Three-dimensional hierarchical Co3O4 nano/micro-architecture: synthesis and ethanol sensing properties

Abstract

Recently, spinel cobalt oxide (Co₃O₄) nanostructure has received great interest because of its enhanced gas sensing properties and it offers many opportunities in the sensing field. In the research reported in this paper, spinel Co₃O₄ compounds with various morphologies were prepared by a simple solvothermal process and then applied for gas detection. The structure, morphology and surface characteristics of the as-obtained products were characterized using X-ray diffraction, X-ray photoelectron spectroscopy, scanning electron microscopy, transmission electron microscope, Brunauer–Emmett–Teller and inductively coupled plasma mass spectrometry analysis. These analyses revealed that the morphologies of the Co₃O₄ nanostructures could be accurately controlled by employing different solvents.
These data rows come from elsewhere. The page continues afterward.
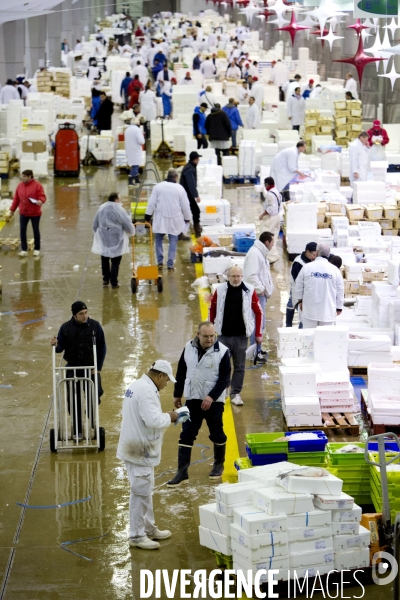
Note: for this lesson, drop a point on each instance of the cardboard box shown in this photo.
(34, 146)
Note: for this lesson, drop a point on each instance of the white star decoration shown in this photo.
(330, 38)
(392, 75)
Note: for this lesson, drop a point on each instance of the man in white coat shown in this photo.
(257, 272)
(170, 208)
(295, 108)
(320, 291)
(270, 217)
(134, 141)
(359, 158)
(112, 227)
(142, 432)
(350, 85)
(285, 166)
(253, 117)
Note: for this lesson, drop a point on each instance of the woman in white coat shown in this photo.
(134, 141)
(148, 107)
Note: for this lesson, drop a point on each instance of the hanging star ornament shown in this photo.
(293, 27)
(360, 60)
(330, 38)
(358, 27)
(392, 75)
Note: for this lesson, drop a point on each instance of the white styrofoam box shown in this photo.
(328, 484)
(351, 559)
(345, 528)
(315, 518)
(261, 553)
(261, 540)
(215, 541)
(328, 502)
(345, 542)
(301, 534)
(232, 493)
(315, 558)
(277, 501)
(211, 519)
(257, 522)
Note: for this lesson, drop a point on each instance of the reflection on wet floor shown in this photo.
(37, 295)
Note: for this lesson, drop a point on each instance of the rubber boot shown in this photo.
(197, 229)
(184, 454)
(219, 459)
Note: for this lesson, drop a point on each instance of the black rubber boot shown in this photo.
(184, 454)
(219, 459)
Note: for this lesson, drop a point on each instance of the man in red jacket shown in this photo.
(29, 197)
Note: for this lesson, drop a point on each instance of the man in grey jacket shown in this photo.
(203, 375)
(256, 270)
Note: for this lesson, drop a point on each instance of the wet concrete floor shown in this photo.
(37, 295)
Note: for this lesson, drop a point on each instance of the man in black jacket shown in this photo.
(75, 339)
(189, 181)
(219, 131)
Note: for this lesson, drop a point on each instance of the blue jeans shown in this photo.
(134, 171)
(263, 302)
(173, 242)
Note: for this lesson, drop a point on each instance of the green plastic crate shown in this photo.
(345, 459)
(263, 443)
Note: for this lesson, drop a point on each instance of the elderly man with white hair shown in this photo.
(320, 291)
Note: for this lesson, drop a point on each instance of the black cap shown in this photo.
(78, 306)
(311, 247)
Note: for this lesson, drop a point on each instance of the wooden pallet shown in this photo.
(332, 422)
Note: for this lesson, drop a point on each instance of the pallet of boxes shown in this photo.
(348, 121)
(315, 124)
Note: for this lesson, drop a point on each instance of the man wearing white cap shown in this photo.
(141, 437)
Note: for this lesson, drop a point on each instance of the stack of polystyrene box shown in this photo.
(335, 391)
(300, 403)
(247, 162)
(350, 540)
(331, 347)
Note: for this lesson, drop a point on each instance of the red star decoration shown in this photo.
(293, 27)
(358, 27)
(360, 60)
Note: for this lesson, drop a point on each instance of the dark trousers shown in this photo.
(213, 418)
(237, 345)
(23, 224)
(110, 274)
(76, 393)
(202, 142)
(194, 207)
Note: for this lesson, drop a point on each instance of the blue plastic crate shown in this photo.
(308, 445)
(257, 460)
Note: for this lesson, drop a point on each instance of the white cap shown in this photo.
(165, 367)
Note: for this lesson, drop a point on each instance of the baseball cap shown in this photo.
(165, 367)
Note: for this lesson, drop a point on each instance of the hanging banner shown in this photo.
(376, 8)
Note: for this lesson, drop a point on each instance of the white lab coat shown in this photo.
(320, 286)
(143, 424)
(170, 205)
(143, 74)
(257, 91)
(9, 92)
(284, 166)
(133, 145)
(148, 104)
(253, 117)
(295, 108)
(359, 160)
(208, 69)
(351, 86)
(112, 227)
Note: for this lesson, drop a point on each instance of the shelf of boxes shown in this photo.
(348, 121)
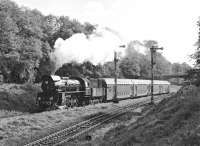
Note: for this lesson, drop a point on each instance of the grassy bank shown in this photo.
(173, 122)
(20, 98)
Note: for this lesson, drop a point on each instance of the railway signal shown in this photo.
(115, 100)
(153, 50)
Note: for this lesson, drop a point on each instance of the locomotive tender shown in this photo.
(76, 91)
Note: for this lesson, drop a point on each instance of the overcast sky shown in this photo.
(173, 23)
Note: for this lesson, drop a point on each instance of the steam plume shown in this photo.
(98, 48)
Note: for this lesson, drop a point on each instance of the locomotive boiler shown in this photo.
(76, 91)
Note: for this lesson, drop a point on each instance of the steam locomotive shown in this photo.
(76, 91)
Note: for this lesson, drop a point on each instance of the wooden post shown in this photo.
(153, 52)
(115, 100)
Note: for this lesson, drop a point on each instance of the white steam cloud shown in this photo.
(98, 48)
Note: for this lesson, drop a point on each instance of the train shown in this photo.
(77, 91)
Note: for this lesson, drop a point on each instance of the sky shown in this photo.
(172, 23)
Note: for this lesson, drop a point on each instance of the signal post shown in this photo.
(153, 50)
(115, 100)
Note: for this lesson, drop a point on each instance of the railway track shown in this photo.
(70, 133)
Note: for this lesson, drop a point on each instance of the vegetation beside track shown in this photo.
(174, 121)
(18, 98)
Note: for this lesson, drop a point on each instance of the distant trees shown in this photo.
(27, 38)
(133, 65)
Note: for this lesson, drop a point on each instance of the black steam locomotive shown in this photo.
(76, 91)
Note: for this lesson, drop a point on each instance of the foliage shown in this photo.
(27, 38)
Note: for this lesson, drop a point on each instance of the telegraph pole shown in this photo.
(153, 52)
(115, 100)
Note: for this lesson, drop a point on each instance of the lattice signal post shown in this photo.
(115, 100)
(153, 50)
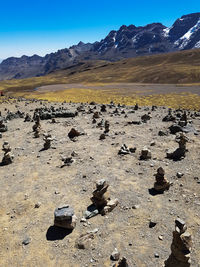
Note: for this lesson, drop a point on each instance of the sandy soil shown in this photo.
(127, 88)
(36, 176)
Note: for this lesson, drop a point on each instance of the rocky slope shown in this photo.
(128, 41)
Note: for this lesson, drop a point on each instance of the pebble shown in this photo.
(115, 255)
(26, 241)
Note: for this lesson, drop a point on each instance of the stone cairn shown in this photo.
(37, 126)
(101, 198)
(3, 127)
(180, 247)
(183, 120)
(161, 183)
(122, 263)
(47, 141)
(179, 153)
(27, 117)
(145, 154)
(107, 127)
(8, 157)
(64, 217)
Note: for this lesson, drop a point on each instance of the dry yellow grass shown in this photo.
(173, 100)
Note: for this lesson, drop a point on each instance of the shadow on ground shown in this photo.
(57, 233)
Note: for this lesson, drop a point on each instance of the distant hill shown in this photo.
(127, 42)
(181, 67)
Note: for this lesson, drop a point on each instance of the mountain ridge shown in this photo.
(128, 41)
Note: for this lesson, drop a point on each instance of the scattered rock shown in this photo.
(64, 217)
(115, 255)
(161, 183)
(145, 154)
(180, 247)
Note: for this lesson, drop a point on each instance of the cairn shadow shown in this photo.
(57, 233)
(153, 192)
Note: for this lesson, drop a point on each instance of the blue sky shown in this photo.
(43, 26)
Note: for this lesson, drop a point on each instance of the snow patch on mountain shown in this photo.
(166, 32)
(185, 39)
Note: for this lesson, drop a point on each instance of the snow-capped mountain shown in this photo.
(128, 41)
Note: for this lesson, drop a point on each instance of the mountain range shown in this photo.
(128, 41)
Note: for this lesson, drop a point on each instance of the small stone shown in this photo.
(179, 174)
(115, 255)
(152, 224)
(37, 205)
(26, 241)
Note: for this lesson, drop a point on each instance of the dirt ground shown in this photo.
(35, 176)
(127, 88)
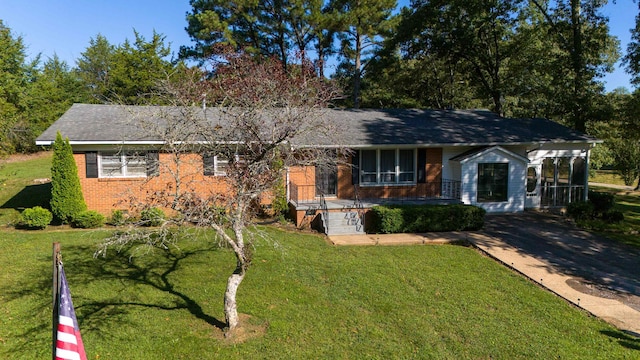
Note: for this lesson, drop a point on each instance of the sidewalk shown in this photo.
(612, 311)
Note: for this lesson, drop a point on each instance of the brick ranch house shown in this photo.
(398, 156)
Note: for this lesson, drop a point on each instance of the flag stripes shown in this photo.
(69, 344)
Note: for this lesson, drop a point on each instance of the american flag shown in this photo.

To highlight their potential application, gas sensors based on the as-synthesized products were fabricated to test their sensing performances. The test data indicated that the needle-shaped Co₃O₄ compounds had a superb kinetic response and excellent selectivity towards some pollutant volatile organic compounds at an operating temperature of 170 °C, especially ethanol. As such, these hierarchical Co₃O₄ needle-shaped microspheres are a promising candidate for a high-performance gas sensing material.